Remarks. As for all empirical studies, there are threats to validity that need to be addressed, the main ones in our case are:

  • Internal validity: Our experiment had the maturation threat because subjects may react differently as time passes (because of boredom or fatigue). We solved this threat by dividing the experiment into different questions per model. Next this threat, we made sure there could be no interaction between the students of different sessions.

  • Construct validity: Our experiment was threatened by the hypothesis guessing threat because students might figure out what the purpose of the study is, which could affect their guesses. We minimized this threat by hiding the goal of the experiment. Since the R-squared values were not very high, it might also be interesting to include the time spent on the questions and the grades of the final exam of the students to explain the score through the capabilities to learn and think logically in general.

  • External validity: Our experiment might suffer from interaction of selection and treatment: the subject population is limited to students. Although the number of subjects is quite high and their profiles balanced, we can only generalize the results to students. The subjects might not be representative to generalize the results to professional modelers as well.
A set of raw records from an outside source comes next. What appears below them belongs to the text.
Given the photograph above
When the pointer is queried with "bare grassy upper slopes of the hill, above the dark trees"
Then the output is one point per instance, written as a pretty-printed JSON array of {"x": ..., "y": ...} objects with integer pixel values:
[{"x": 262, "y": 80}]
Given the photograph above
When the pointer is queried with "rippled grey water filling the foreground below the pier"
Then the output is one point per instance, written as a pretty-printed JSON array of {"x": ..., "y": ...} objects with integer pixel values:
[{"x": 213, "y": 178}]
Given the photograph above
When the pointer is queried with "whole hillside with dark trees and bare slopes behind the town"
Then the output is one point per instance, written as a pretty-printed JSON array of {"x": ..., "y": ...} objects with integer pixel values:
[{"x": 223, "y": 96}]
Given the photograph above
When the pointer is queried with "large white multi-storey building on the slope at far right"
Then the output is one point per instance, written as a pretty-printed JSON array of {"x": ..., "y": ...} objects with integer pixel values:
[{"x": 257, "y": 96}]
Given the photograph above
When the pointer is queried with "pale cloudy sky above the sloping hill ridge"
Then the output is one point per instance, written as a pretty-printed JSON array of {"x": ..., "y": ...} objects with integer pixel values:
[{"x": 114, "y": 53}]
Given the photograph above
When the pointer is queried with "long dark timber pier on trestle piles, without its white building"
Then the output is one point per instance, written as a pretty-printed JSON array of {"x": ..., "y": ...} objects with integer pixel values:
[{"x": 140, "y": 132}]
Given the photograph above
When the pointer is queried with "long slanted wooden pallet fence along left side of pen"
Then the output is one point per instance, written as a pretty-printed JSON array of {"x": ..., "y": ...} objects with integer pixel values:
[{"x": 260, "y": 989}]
It is, e.g., not possible to claim that the tool can help or improve Declare modeling efforts of more experienced users.

6 Related Work

Declare, introduced as DecSerFlow and ConDec in [15, 16], has become one of the most widely-used declarative process languages in research. Some competing approaches exist such as DCR Graphs [17], which are comparable to a slimmed-down version of Declare for improving understandability and setup, and the more data-oriented language Guard-Stage-Milestone [18].

Declare and its understandability has been researched for a test case-driven approach [4], the impact of hierarchies [1], and its common understandability challenges [2]. While these works clearly state the presence of hidden dependencies, with [2] explicitly mentioning this as a common pitfall for understandability, they have not provided a way to capture them. This work continues on the preliminary approach for retrieving hidden dependencies of [19].

Many other works on Declare mining exist as well, which have led to a better understanding of the properties of the language. Most notably the hierarchy [9] and semantics [10, 20, 21] and the transitivity properties [22] have brought clarification as to how constraints behave in a model.

7 Conclusion and Future Work

This paper shows how to retrieve and use dependency structures and unary propagation in Declare models to increase understandability. It offers a theoretic aspect in explaining how to construct and interpret the relations of constraints and their hidden dependencies in ways that have not been proposed yet, and was validated on novice users in an experiment. This showed that explaining and visualizing hidden dependencies and constraint structures rendered users significantly better capable of understanding the models.

Future work includes analyzing the results further by using extra user statistics such as average grades, as well as including new observations from expert users. Next, it is also straightforward to extend these findings to n-ary constraints, which changes only the propagation and interpretation slightly. Furthermore, constructing the hidden dependencies has numerous other applications. By understanding in which way constraints are related, it becomes easier to grasp the complexity of conjoining the separate Declare constraints’ automata and hence it is possible to score the impact of different constraints on, e.g., the performance of calculating the global automaton of the whole model. Furthermore, these insights can be used to score a Declare model for simplicity., i.e., models which contain more hidden dependencies can be scored lower for this metric.